High Court clarifies boundary between social care and health care

In a recent decision, the High Court concluded that NHS Croydon CCG had adopted a flawed decision- making process in assessing the continuing care needs of a seven-year-old boy with a tracheostomy.  In doing so, the court also clarified that the interpretation of section 1 of the Localism Act 2011 cannot stretch as far as to empower a local authority to provide medical care, which is clearly within the remit of the NHS, despite the claimant trying to argue the contrary.

Background

The claimant applied for judicial review of a decision of NHS Croydon CCG not to award Children's NHS Continuing Care to the young boy (JP), who, after having brain-tumour removal surgery, was fitted with a tracheostomy and supported by mechanical ventilation at night.

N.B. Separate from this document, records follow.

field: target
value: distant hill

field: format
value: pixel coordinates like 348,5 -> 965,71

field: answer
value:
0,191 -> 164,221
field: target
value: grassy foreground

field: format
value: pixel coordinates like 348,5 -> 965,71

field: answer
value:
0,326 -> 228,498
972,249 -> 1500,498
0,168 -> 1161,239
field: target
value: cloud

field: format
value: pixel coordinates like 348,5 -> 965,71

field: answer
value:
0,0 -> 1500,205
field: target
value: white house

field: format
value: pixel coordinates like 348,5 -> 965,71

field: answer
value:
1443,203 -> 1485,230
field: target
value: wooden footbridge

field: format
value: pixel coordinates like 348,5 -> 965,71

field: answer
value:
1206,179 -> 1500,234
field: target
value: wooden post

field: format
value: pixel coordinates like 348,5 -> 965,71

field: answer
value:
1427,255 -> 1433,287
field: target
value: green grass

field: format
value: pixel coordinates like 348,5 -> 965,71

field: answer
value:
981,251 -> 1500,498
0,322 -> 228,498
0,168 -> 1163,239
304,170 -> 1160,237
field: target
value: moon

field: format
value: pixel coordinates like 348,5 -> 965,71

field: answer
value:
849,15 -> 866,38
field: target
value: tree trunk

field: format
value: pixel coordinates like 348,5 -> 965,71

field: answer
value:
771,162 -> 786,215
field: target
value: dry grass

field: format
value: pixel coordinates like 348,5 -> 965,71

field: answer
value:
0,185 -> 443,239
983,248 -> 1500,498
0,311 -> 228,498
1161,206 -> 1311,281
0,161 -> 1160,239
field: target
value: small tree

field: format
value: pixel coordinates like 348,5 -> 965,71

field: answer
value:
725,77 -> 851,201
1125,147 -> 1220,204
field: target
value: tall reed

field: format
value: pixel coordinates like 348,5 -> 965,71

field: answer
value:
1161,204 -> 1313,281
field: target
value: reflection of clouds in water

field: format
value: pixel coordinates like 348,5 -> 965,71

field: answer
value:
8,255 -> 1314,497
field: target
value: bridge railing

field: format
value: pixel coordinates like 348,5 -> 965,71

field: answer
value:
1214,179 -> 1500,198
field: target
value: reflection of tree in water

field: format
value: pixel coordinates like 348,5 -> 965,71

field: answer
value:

The decision challenged was made in November 2019 when the CCG concluded that JP was no longer eligible for continuing care and reduced his scale of weekly night-time care. In May and August, JP had been assessed to need 63 hours per week of night-time care and 45 hours per week of daytime care during the school term which had now been reduced to four nine-hour nights in term time, and five nine-hour nights during holiday time. In making this decision, the CCG assessed the claimant's level of need as no longer being "severe", after looking at the outcome of an ongoing sleep trial reviewing whether the claimant could manage without ventilation overnight.

High Court’s conclusions

The court pointed to three major flaws in the CCG’s decision-making process, namely that:

  1. A trial was only partially run and, the specialist nurse presented a partial conclusion to the deputy director of continuing healthcare at the CCG. However, the information then presented to the panel showed a clear conclusion that the sleep studies demonstrated that JP could manage long-term without the aid of night-time ventilation.
  2. The CCG had failed to take account of new evidence when he was put back on night-time ventilation. And he had been on it ever since. In the court’s view, this was a fundamental change of circumstances, which should have been properly considered, as it could have led to a significant change in the scoring process.
  3. The court did not accept that the deputy director of continuing healthcare should act alone in deciding that the new evidence was not capable of altering the original decision made by the CCG.

The court also took this opportunity to clarify the general powers of the Localism Act 2011. This came about as the claimant sought that a mandatory order should be granted by the court requiring the local authority to conduct a reassessment of JP’s entitlement to care and support pursuant to section 17 of the Children Act 1989.

The court made clear that empowering Croydon London Borough Council to make a medical decision “would usurp decisions reposed in the NHS and its bodies. I cannot accept that the 2011 Act should be construed as driving a coach and horses through very carefully delineated frontiers of competence and function between the NHS on the one hand and local authorities on the other.”